La campagne pour les élections fédérales de 2023, qui auront lieu dans un peu plus d’un an en octobre, est lancée dans la torpeur d’un été caniculaire et sur fond de guerre en Ukraine. En déclarant, dans une interview à Blick, son intention de lancer, dès cet automne, une initiative populaire pour réaffirmer l’ancrage de la Suisse dans la neutralité, le patriarche de la droite libérale-souverainiste joue placé, comme on dit aux courses de chevaux. Sans doute Christoph Blocher entend-il faire de la neutralité l’un des thèmes électoraux majeurs de l’année prochaine. De sa part, c’est à la fois habile et attendu.
Nous ne savons pas où la guerre «sur le front de l’Est» en sera en 2023. Si elle n’a pas pris fin d’ici là, si elle devait, d’une manière ou d’une autre, s’élargir à l’Ouest de l’Europe, un fort besoin de protection pourrait se manifester en Suisse, pouvant prendre la forme d’un repli et d’un retour marqué aux «fondamentaux» de la neutralité. Soit, dans l’esprit de Christoph Blocher, une stricte mise à distance des belligérants. D’où sa proposition de ne pas s’associer à des sanctions économiques visant l’une ou l’autre des parties en conflit, ici, la Russie.
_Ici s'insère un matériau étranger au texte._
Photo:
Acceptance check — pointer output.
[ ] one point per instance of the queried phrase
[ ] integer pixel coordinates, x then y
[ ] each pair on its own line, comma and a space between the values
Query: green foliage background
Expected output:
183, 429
L’ex-conseiller fédéral de l’UDC s’inscrit dans la tradition de la neutralité armée, censée garantir la défense et l'indépendance de la Suisse. Une armée «totale» qui coûte cher et dont le milliard supplémentaire qui lui sera progressivement alloué pourrait n’être qu’un avant-goût d’un plus grand effort budgétaire encore.
Il y a dans la neutralité suisse un aspect religieux. On communie autour d’elle et en son nom. Conjoncturelle en Suède et en Finlande, qui ont décidé de l’abandonner pour rejoindre l’Otan, elle est chez nous structurelle, identitaire. Aucun parti ne la rejette, pas même les plus disposés à nouer des alliances avec l’Otan sous quelque forme que ce soit, entre autres le PS et Le Centre. Ce serait «unschweizerisch» de leur part.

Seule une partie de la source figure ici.